An Apache Hadoop container image. It's not useful to run a single image, better create a Cluster with Docker Compose or Docker Swarm.
git config core.eol lf
git config core.autocrlf input
This image contains a script named start-hadoop
(included in the PATH).
This script is used to initialize NameNodes, DataNode, ResourceManager and NodeMangers.
The script supports running as a daemon if the daemon
argument is passed as the last argument.
This is useful when another command must be used or when the image is being used as the base for another image.

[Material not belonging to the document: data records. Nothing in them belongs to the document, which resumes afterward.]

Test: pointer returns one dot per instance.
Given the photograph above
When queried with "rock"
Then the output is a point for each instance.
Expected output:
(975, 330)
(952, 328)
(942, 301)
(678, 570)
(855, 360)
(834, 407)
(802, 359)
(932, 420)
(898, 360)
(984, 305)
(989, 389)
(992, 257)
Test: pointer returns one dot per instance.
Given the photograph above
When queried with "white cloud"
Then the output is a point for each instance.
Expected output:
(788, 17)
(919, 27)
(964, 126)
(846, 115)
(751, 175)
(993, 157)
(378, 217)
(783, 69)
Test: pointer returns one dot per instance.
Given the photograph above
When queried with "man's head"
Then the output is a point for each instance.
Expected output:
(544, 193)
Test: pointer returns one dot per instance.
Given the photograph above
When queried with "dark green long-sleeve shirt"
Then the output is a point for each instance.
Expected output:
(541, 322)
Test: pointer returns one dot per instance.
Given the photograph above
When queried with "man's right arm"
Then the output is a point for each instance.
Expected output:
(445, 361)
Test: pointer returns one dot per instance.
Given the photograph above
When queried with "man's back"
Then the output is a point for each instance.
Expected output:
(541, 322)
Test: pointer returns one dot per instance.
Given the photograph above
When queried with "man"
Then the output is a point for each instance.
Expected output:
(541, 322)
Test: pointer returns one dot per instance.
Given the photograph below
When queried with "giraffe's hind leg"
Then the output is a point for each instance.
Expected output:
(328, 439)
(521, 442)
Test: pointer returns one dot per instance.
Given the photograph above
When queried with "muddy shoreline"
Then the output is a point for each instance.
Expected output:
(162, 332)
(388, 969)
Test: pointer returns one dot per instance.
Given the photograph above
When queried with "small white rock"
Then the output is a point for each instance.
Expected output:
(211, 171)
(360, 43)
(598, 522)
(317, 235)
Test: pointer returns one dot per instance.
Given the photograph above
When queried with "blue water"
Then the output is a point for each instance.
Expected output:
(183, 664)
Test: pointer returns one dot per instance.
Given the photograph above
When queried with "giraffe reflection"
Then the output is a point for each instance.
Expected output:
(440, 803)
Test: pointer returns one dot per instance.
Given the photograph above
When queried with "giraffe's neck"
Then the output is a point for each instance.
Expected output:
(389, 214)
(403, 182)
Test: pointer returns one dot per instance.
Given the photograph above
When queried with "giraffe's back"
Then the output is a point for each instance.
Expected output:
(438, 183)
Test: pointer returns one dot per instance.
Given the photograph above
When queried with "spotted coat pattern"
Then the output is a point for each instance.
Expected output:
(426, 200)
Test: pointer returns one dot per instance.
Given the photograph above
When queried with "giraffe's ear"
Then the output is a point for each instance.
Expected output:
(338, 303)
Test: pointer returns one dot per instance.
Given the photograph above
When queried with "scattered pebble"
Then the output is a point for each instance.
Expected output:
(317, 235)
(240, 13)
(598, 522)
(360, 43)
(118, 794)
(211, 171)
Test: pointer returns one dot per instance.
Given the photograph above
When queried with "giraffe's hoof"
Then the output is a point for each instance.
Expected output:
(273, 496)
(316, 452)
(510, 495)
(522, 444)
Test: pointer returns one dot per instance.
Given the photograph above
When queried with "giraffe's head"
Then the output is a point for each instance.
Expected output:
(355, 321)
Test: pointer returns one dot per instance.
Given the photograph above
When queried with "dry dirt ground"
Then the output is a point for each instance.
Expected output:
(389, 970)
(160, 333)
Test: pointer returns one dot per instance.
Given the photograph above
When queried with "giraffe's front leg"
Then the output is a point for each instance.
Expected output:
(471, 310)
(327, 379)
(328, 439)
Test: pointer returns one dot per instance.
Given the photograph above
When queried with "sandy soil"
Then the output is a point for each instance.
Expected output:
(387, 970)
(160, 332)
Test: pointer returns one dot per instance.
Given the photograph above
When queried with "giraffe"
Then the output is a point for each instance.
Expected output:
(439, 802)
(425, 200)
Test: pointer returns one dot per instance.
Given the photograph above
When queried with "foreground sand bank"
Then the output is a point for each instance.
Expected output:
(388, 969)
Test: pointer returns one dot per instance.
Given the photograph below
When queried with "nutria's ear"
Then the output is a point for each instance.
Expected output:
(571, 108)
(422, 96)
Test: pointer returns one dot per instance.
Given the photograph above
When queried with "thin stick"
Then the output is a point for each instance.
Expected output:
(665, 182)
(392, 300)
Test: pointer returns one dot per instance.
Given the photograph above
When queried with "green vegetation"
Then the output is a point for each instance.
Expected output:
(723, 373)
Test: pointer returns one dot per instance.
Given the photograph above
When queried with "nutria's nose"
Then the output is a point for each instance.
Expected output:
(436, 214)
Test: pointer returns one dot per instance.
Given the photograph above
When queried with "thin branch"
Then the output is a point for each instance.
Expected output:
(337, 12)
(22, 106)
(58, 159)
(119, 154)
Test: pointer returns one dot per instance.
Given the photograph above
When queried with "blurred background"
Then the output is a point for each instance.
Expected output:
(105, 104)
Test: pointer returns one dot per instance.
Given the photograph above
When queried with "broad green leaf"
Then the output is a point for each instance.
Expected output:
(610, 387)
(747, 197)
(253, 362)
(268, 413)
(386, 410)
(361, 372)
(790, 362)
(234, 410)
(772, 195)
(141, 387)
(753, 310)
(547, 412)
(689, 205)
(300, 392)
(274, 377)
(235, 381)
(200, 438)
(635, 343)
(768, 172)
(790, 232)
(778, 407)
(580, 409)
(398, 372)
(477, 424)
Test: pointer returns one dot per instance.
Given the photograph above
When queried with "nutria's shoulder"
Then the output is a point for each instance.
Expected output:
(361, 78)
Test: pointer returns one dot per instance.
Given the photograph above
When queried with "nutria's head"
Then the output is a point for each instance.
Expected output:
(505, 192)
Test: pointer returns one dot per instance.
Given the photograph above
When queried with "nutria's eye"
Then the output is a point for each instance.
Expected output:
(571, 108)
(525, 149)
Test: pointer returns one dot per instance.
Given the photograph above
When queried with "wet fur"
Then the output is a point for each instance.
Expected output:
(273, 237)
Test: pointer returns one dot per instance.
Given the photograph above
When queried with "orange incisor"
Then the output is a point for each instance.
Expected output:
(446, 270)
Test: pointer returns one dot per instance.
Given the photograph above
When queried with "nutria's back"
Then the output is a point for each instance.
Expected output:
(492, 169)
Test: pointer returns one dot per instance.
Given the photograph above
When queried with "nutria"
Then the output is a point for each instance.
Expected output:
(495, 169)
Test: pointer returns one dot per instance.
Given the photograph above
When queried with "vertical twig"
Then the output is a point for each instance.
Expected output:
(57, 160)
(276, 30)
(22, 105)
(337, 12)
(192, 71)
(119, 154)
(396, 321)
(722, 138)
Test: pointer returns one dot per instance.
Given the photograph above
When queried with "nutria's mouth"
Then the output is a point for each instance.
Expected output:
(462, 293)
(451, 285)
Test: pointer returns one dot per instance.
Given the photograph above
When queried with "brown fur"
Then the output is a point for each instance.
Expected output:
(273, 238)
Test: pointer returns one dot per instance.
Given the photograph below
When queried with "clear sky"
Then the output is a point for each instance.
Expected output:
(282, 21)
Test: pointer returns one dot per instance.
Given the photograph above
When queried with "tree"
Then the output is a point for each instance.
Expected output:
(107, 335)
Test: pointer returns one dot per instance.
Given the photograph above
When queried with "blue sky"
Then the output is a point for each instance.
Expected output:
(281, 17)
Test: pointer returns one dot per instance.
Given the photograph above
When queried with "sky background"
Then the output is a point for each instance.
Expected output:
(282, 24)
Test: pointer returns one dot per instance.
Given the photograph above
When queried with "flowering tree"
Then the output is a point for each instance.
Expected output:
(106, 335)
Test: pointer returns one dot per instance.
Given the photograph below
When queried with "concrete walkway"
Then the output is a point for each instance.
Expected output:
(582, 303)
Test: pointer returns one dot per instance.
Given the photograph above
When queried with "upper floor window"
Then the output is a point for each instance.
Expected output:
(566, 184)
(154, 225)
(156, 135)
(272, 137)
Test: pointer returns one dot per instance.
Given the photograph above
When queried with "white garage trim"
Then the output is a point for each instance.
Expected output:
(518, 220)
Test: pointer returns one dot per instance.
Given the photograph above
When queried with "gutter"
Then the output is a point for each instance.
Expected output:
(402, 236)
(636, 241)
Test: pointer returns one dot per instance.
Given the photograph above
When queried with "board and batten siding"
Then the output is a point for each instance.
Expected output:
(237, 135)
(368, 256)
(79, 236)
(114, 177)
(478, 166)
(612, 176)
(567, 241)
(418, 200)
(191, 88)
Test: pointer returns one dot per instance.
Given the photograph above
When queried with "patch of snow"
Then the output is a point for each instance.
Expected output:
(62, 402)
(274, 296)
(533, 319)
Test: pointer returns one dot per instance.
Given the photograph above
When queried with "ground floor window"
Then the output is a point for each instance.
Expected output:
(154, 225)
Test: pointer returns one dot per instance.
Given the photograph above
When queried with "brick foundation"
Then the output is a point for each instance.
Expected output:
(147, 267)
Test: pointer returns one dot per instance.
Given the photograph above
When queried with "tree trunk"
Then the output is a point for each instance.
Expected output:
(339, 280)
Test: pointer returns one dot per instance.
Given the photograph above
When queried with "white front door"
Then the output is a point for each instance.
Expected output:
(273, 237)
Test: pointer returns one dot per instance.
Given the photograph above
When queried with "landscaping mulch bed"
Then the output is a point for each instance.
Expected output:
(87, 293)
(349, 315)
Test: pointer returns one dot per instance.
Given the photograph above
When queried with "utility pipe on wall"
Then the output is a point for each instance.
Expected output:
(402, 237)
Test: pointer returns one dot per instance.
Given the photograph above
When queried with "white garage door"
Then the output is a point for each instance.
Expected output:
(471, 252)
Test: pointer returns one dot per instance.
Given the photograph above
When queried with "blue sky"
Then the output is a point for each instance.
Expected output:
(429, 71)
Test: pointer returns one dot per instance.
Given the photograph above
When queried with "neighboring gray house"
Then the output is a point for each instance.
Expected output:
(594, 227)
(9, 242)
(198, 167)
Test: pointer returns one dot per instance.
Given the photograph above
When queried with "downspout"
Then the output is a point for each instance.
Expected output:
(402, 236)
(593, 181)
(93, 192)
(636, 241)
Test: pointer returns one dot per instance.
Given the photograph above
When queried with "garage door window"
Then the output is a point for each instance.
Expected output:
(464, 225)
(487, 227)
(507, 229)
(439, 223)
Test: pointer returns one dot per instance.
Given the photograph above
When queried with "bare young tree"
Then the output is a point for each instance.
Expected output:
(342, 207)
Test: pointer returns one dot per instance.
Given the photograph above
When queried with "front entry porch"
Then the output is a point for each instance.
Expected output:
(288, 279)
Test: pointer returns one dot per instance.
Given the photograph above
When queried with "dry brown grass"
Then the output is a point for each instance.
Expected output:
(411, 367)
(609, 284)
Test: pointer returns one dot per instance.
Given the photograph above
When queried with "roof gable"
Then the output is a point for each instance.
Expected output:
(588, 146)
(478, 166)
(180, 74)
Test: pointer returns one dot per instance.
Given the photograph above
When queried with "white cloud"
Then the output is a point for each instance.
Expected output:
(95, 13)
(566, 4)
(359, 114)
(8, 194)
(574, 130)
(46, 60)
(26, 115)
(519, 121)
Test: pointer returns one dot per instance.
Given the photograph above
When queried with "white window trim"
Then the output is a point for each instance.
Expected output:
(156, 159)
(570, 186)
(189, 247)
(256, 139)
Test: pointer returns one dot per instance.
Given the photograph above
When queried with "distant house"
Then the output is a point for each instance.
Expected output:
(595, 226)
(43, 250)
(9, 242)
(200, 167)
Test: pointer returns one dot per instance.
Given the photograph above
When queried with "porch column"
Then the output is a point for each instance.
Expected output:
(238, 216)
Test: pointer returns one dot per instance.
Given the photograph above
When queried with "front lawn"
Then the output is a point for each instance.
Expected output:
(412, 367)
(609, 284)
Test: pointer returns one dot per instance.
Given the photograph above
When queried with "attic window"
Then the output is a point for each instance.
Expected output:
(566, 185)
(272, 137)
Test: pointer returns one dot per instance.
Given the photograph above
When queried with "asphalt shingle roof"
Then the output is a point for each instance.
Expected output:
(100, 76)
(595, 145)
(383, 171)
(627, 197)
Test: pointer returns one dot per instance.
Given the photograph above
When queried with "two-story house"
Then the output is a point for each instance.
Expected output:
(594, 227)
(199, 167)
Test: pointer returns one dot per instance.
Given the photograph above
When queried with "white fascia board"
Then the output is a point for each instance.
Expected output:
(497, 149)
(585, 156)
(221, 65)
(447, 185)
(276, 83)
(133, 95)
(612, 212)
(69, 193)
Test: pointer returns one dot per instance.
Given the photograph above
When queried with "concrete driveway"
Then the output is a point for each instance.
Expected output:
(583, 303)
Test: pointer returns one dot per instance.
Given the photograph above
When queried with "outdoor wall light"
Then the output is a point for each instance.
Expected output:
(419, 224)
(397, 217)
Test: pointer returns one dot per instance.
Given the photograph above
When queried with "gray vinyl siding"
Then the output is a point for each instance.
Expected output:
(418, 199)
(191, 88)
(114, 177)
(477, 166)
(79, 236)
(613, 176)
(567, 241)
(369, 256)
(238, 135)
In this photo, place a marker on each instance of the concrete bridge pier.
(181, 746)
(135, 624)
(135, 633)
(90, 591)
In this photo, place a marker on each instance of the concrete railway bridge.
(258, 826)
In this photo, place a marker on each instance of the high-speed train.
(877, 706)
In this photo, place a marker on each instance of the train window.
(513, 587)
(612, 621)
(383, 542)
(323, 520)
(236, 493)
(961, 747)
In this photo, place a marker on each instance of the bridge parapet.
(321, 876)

To start a NameNode run the following command:
start-hadoop namenode [daemon]
To start a ResourceManager run the following command:
start-hadoop resourcemanager [daemon]
To start a DataNode/NodeManager at the same Container run the following command:
start-hadoop datanode [daemon]
The easiest way to create a standalone cluster with this image is by using Docker Compose with docker-compose.yml
.
This start the Cluster run the following command:
docker-compose up --remove-orphans --scale datanode_nodemanager=3
A Cluster should contain at least 3 DataNodes/NodeManagers. The new nodes will automatically register themselves with the NameNode.
If you wish to increase the number of DataNodes/NodeManagers change the --scale datanode_nodemanager
value and run the start command again.
You can run the command multiply times to achieve dynamic scaling.
docker-compose exec --user hadoop namenode bash
To stop the whole Cluster run the following command:
docker-compose down --remove-orphans
This start the Cluster run the following command:
docker swarm init
docker stack deploy --compose-file docker-stack.yml ba_stack
# listings
docker stack services ba_stack
# logs
docker service logs ba_stack_namenode
docker service logs ba_stack_datanode
docker service logs ba_stack_resourcemanager
docker service logs ba_stack_spark
docker exec -it --user hadoop <ContinerID> bash
To stop the whole Cluster run the following command:
docker stack rm ba_stack
docker swarm leave --force
The image has a volume mounted at /opt/hdfs
. To maintain states between restarts, mount a volume at this location.
This should be done for the NameNode and the DataNodes.